那通电话说“明天就能放人”,我妈转了8万,然后电话就再也打不通了
刘阿姨是我在看守所时认识的一个同改的母亲。她儿子叫小军,因为帮信罪进来的。那是2023年冬天的一个周三下午,刘阿姨接到了一个显示为“本地号码”的电话。对方准确说出了小军的名字、户籍地、涉嫌的罪名,甚至精确到了哪个分局哪个派出所办的案。那一刻,刘阿姨的手就开始抖了——这些信息,除了办案单位,还有谁会知道?
电话那头的男人自称是“法制科”的,语气很沉稳,带着一种不容置疑的权威感。他说小军的案子经过初步审查,情节轻微,可以走“快速取保候审”通道,但是需要缴纳一笔“保证金”。他强调这是新政策,很多人不知道,所以名额有限,必须在当天下午四点前把款打到位,否则就进不了这个批次。
“阿姨,我跟您说实话,这个事按规定是不允许私下沟通的,我这是看孩子年轻,给个机会。您千万别声张,不然我这边也难做。”
这句话是骗子最常用的话术。他们用“违规操作”的说法制造特殊感和紧迫感,让你觉得自己占了大便宜,同时用“别声张”切断你向其他人求证的可能性。

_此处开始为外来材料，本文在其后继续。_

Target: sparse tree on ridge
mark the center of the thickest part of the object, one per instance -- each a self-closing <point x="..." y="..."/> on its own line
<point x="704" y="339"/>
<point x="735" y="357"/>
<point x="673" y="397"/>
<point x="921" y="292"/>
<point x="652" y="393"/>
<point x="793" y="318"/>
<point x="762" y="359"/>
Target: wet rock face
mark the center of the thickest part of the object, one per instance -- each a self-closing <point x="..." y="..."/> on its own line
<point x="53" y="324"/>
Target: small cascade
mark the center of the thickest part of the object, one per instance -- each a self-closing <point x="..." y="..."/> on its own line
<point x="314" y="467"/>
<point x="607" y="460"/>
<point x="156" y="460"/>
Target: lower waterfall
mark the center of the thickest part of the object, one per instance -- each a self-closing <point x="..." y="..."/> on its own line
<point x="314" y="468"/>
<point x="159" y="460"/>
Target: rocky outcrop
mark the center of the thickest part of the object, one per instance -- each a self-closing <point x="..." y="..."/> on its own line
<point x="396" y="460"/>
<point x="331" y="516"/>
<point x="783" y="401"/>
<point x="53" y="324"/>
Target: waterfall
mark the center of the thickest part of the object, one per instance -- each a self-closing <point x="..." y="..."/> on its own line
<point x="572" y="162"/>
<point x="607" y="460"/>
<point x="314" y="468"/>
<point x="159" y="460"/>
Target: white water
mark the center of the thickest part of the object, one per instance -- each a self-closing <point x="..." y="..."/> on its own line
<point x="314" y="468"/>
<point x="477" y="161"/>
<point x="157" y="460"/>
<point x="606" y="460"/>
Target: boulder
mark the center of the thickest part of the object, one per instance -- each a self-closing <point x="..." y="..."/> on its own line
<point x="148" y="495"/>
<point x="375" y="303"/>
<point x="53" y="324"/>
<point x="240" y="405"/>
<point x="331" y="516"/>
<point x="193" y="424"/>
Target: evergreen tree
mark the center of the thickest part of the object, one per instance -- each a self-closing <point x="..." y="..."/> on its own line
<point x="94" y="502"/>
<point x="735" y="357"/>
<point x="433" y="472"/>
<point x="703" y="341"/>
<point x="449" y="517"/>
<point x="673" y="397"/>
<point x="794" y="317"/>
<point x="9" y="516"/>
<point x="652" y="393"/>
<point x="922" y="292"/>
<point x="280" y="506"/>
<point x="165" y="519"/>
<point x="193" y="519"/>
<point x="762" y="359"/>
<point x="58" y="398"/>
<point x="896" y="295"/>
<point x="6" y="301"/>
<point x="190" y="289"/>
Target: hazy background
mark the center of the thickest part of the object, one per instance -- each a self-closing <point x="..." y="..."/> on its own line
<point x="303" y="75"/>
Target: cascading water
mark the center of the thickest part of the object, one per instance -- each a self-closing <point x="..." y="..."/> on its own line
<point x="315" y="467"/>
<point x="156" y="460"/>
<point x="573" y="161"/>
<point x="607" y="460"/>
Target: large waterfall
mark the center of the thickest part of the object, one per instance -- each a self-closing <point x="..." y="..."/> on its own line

刘阿姨当时一个人在家,老伴走得早,儿子是她唯一的依靠。她把存折里仅有的8万块钱全部取了出来,按照对方的指示,分三笔转到了三个不同的私人账户——对方解释说这是“对公账户的临时过渡账户”。转完最后一笔钱,她坐在银行门口的台阶上,抱着手机等消息。
等了两个小时,她再拨那个号码,先是无人接听,然后是关机。她拨打了十几次,每一次都听到同样的提示音。那个下午的太阳很大,但她说自己浑身发冷,冷到骨头缝里。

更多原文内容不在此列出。